Tobie 6, 2-18

Le poisson

Père Benoît M. Billot

Le chemin de Tobie, Initiation et guérison, p. 88s

          L’ange lui dit : Attrape-le, maîtrise-le ! Tobie doit réagir dans la seconde, sans avoir le temps de réfléchir. Mais il n’a peut-être pas l’habitude de décider. C’est pourquoi la voix ferme d’Azarias se fait entendre. Le jeune homme obéit immédiatement. Ce n’est ni un acte de bravoure, ni une décision raisonnablement mûrie, mais un acte de foi : il a eu confiance en son accompagnateur et s’en est trouvé plus fort.

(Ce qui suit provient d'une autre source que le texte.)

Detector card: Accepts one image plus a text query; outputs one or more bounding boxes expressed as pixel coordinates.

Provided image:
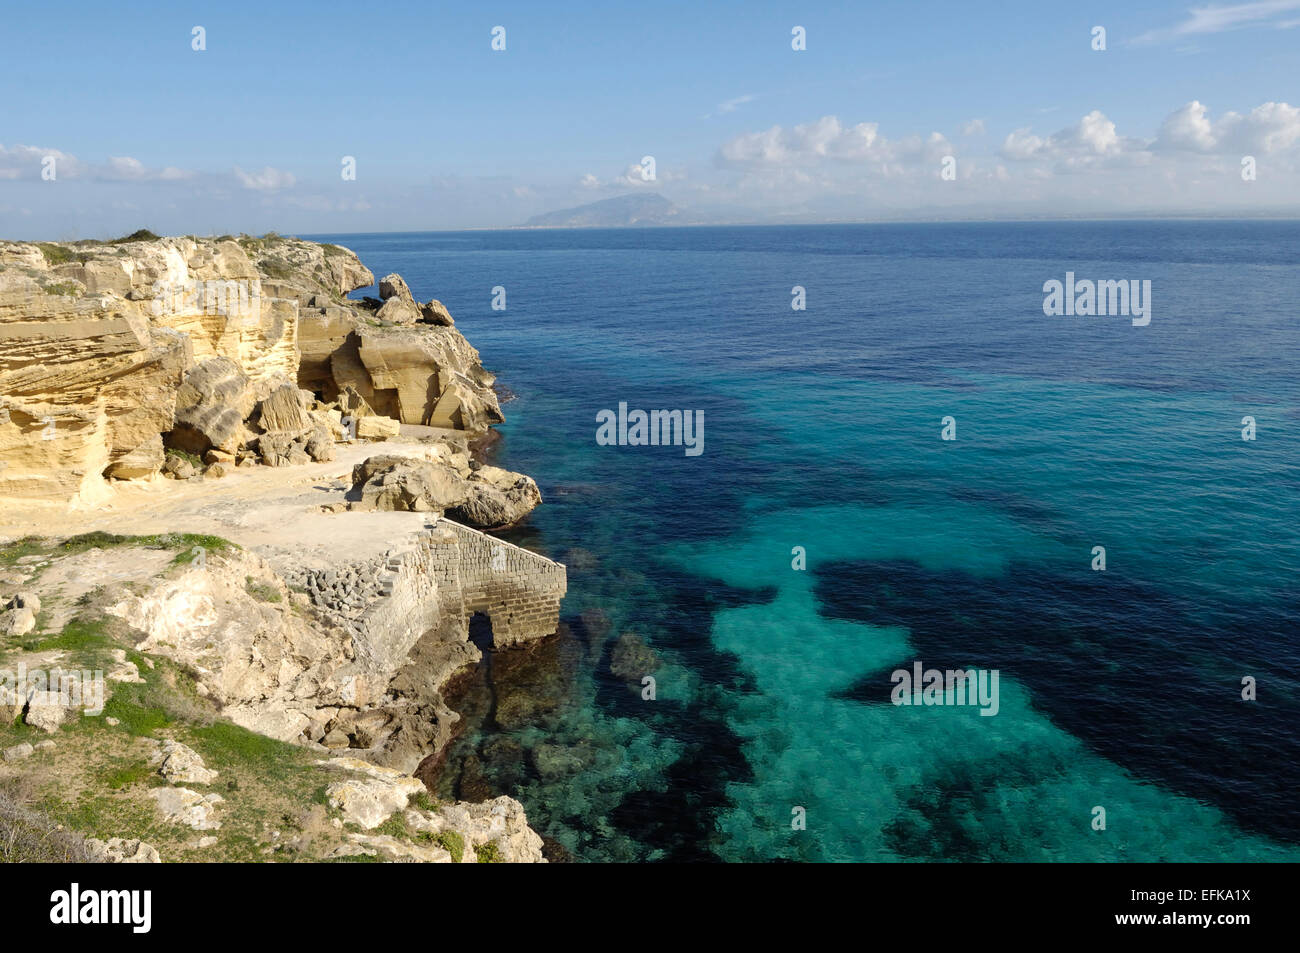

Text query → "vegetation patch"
[245,577,282,603]
[35,243,89,266]
[108,229,160,244]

          Tel est le premier grand combat de Tobie. Un combat initiatique auquel personne ne saurait échapper. C’est un passage obligé de toute vie spirituelle. Heureux qui accueille, en cet instant, la présence de l‘ange, la parole d’un tiers, ou la voix intérieure. Azarias est là, en effet, pour lui conseiller fermement : Attrape-le, maîtrise-le ! Toute la suite va en découler, avec les fruits de guérisons que le garçon pourra cueillir. Tobie a rendez-vous avec lui-même. Le récit exprime, de façon symbolique, cette rencontre, la première, du jeune homme avec des couches de sa personnalité qu’il ne soupçonnait pas. On peut très bien penser ici au face à face de Jésus avec Satan, au désert, ou à la lutte nocturne de Jacob avec l’ange.

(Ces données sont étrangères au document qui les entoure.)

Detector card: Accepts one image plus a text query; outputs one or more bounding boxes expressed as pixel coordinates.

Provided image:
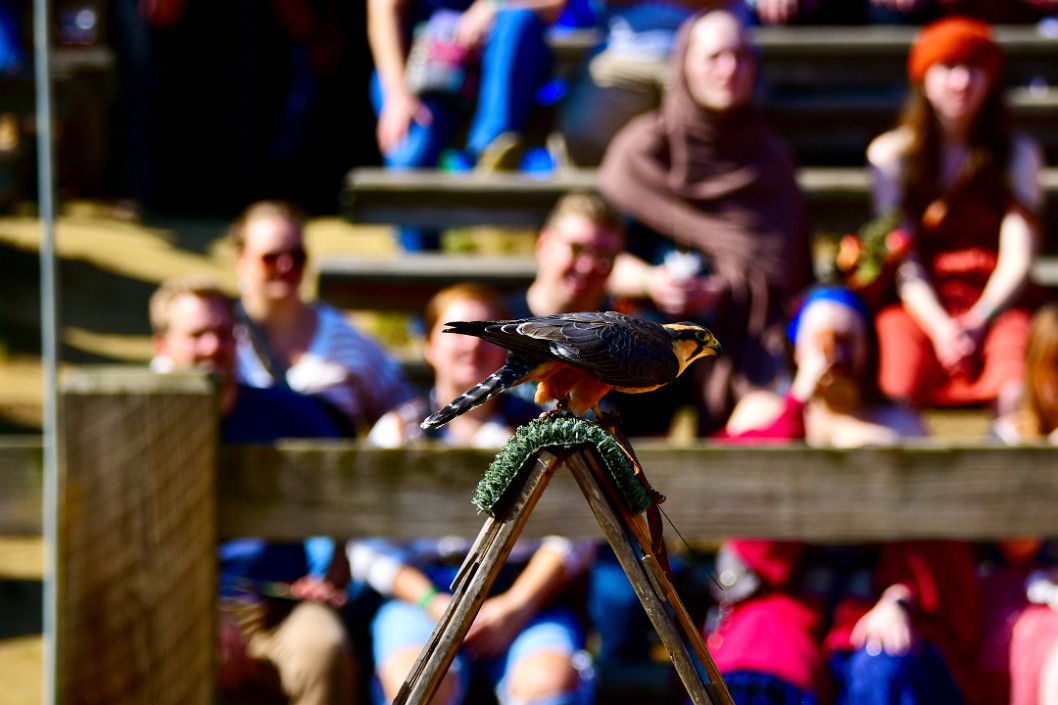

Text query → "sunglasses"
[260,248,307,268]
[564,241,616,274]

          Bien des spirituels chrétiens rappellent que, dans les Eglises primitives, le Christ était souvent représenté par un poisson, Iktus en grec. On pouvait lire ainsi : Iesus Christos Theou Uios Soter (Jésus-Christ, Fils de Dieu, Sauveur). On peut en effet, dans une interprétation chrétienne du texte, voir dans ce monstre des profondeurs, un symbole du Christ cherchant à attirer Tobie à lui. Cette façon de voir rencontre un courant de réflexion contemporain qui se prépare à l’accueillir dans les sphères obscures et hésitantes de l’être humain, comme dans la simplicité quotidienne des petits événements de la vie. En témoigne le litre du livre de Christian Bobin, Le Très-Bas, en complément du titre traditionnel donné à Dieu, le Très-Haut.